Les films avec Dennis Quaid laissent toujours planer un certain doute. Encore plus quand le précédent s’appelle GI Joe. Avec Pandorum (par les producteurs de Resident Evil s’il-vous-plaît, youhou…) on retrouve un Dennis Quaid pas terrible dans un film… qui pouvait mieux faire. C’est l’histoire d’un vaisseau de colons qui quitte la Terre agonisante pour s’établir sur une planète comparable, trèèèèès loin. Donc le voyage se passe en hyper-sommeil (je crois qu’ils utilisent un autre terme dans le film, mais on se comprend) sauf que lorsque quelques uns finissent par se réveiller pour effectuer leur tour de garde, il n’y a plus personne. Ou presque…

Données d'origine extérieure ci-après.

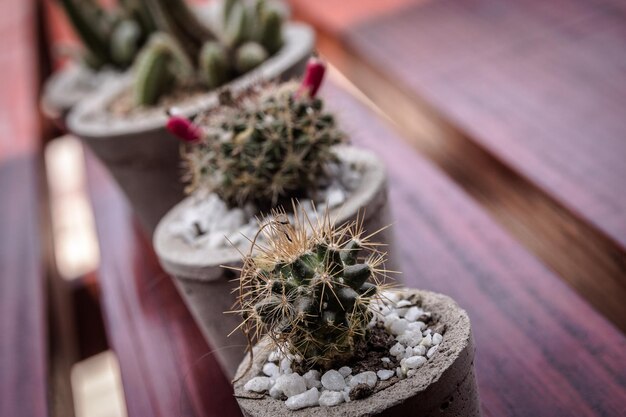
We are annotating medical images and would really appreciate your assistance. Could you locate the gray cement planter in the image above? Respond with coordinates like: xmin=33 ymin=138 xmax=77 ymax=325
xmin=234 ymin=289 xmax=481 ymax=417
xmin=67 ymin=23 xmax=315 ymax=233
xmin=153 ymin=147 xmax=395 ymax=377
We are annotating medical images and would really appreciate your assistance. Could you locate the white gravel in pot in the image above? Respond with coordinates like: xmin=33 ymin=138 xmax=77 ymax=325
xmin=244 ymin=293 xmax=444 ymax=410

Un soupçon d’Alien, une dose de Battlestar Galactica, Pandorum ne se prive pas pour multiplier les références. A croire qu’on ne peut plus faire de film de SF avec un vaisseau spatial à la dérive sans innover. A l’instar de Dennis Quaid, c’est le jeune Ben Foster (repéré dans X-Men 3 mais surtout l’excellent 3h10 pour Yuma) qui tire son épingle du jeu et porte presque tout seul (il faut dire qu’il n’y a pas beaucoup de personnages) le film.

Alors, Pandorum fait effectivement sursauter parfois mais avec des ficelles classiques: l’obscurité, le cloisonnement, les poursuites dans des corridors obscurs et cloisonnés, les attaques derrière les cloisons, etc.